Back to the book itself. The book is arranged by wine growing region, and while it touches all corners of the wine world, the pages devoted to each area are a telltale sign of where Mr. Broadbent's passion and experience lie. For example, here are the regions with the most notes, with pages in (): Red Bordeaux (150), White Bordeaux (46), Red Burgundy (58), White Burgundy (29), Germany (50), Italy (18), California (35). Each chapter starts out with a few paragraphs of background and then presents the notes, all arranged by vintage from the oldest to the most recent. Fortunately, the book was published in time to allow him to include some notes from the heralded 2000 Bordeaux vintage.
I think it would be fair to say that Mr. Broadbent has access to and gets to taste a lot higher quality of wine than most of us, so many of the reviews are probably for wines that we will never see let alone get a chance to try. He starts each Bordeaux vintage with the first growths and the Burgundy vintage with DRC wines, such that if I bought a single bottle of each in one vintage it would cost more than I spend on wine in total in a good year.

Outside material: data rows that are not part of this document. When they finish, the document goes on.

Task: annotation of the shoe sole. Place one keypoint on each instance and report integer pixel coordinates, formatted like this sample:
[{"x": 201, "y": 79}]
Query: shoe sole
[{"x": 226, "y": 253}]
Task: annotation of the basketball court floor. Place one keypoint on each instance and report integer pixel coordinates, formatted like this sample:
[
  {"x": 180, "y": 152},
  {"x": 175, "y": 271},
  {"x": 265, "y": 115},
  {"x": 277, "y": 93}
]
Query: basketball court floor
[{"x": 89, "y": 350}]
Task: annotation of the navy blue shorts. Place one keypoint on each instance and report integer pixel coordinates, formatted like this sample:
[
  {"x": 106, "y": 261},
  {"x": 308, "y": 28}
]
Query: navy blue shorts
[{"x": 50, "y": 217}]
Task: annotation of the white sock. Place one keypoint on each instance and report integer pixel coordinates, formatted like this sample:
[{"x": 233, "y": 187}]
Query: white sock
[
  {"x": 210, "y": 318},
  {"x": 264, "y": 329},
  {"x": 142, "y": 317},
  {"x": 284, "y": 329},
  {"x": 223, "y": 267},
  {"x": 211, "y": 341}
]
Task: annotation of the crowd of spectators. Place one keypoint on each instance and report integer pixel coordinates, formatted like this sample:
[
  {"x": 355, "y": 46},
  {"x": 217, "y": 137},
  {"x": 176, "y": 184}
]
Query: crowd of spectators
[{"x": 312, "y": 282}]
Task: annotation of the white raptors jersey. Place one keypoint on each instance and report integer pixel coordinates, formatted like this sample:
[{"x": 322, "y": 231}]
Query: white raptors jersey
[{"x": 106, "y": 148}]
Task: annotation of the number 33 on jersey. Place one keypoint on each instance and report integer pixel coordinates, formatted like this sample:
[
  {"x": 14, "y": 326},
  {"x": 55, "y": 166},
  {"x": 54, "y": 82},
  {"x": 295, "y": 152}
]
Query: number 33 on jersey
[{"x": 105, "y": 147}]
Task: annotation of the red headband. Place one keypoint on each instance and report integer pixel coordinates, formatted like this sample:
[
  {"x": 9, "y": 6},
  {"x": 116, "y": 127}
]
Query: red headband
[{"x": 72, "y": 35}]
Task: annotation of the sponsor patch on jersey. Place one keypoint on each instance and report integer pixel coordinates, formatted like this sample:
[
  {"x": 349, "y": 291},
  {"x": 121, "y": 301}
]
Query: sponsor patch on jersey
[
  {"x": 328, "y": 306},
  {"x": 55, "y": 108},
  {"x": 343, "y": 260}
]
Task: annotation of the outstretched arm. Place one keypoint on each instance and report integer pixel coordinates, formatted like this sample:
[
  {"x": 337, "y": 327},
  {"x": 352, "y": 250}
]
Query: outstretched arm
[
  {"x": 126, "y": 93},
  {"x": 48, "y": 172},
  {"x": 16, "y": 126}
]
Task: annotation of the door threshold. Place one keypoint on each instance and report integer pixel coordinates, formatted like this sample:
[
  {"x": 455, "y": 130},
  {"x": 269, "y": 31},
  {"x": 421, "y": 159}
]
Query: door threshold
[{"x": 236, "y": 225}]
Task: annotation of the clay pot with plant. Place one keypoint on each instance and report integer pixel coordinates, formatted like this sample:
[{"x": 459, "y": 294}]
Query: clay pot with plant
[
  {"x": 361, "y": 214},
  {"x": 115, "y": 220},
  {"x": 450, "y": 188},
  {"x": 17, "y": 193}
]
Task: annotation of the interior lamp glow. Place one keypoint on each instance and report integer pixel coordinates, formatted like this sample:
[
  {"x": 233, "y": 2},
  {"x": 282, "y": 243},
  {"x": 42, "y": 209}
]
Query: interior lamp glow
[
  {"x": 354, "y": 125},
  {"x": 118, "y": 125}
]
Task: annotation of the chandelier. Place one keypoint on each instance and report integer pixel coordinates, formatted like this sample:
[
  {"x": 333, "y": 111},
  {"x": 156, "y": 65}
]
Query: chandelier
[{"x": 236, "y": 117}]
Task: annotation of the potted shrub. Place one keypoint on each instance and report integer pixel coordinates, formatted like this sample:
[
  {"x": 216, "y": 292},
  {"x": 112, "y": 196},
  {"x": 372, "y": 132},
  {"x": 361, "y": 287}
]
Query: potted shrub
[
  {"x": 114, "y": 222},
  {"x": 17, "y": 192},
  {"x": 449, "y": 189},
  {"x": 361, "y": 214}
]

So that brings us to the downside of this wonderful compendium. What is it good for? If you're a die-hard MB fan like me, it's a treat to enter his world and vicariously taste yourself through his lifetime in wine. For others, it will prove valuable if you've got the money and inclination to buy great wines at auction (and avoid some over-rated clunkers). Even then, it's not by any means exhaustive, and if you're buying anything but the best of the best you can't always find what you want. For many of us it's a little like having your nose pressed against the glass, wishing that just once we'd get to taste (or even smell!) the 1945 Latour that MB has tasted and dutifully logged 28 times.